Barrett has also spoken about how the Black Lives Matter movement sparked his interest in activism - making him think about the 'slow violence' of the climate crisis.

"Knowing that Honduras is such a dangerous place to be, and knowing that people have been murdered there for doing the work that I’m doing here, motivates me more to keep fighting to do what I’m doing here because my people can’t in so many ways."

7. Emma Lim

Emma Lim

Emma Lim

18-year-old Canadian activist Emma Lim created the movement #NoFutureNoChildren - a pledge where activists refuse to have children due to the climate crisis.

So far, more than 4,000 people have taken the pledge - which has received global coverage.

"Because even though I want to have children more than almost anything- what kind of a mother would I be if I brought a baby into a world where I couldn’t make sure they were safe?"

8. Xiuhtezcatl Martinez

Xiuhtezcatl Martinez

Xiuhtezcatl Martinez

Award-winning 19-year-old hip-hop artist and indigenous climate activist, Xiuhtezcatl Martinez is the Youth Director of Earth Guardians - 'a tribe of young activists, artists and musicians from across the globe stepping up as leaders and collaborating to defend our planet'.

Martinez is also a lead plaintiff in the teen-lead lawsuit against the US government.

"Revolution is on the horizon, and youth are rising with the oceans to lead the movements that will shape our future."

9. Helena Gualinga

Helena Gualinga

Helena Gualinga

17-year-old climate activist from the Ecuadorian Amazon Helena Gualinga speaks out about the 'existence' and 'resistance' of indigenous communities - and how climate change affects them.

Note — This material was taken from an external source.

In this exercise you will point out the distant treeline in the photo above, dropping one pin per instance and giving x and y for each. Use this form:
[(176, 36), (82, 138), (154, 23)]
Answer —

Attending the Global Climate Strike in New York, Gualinga held a sign reading 'INDIGENOUS BLOOD, NOT A SINGLE DROP MORE!'

"As we are facing one of the biggest crisis in human history, climate change. Indigenous people, protectors of the amazon and preventers of further climate destruction are criminalized, persecuted and murdered for defending LIFE and BASIC HUMAN RIGHTS. STAND WITH INDIGENOUS PEOPLE!"

10. David Wicker

David Wicker

David Wicker

14-year-old activist David Wicker has organized Fridays For Future strikes in Turin, Italy and internationally.

Wicker says governments should place the climate crisis as their 'top priority' and to respect the regulation of international agreements.

"We will not stop until politicians and leaders decide to take action."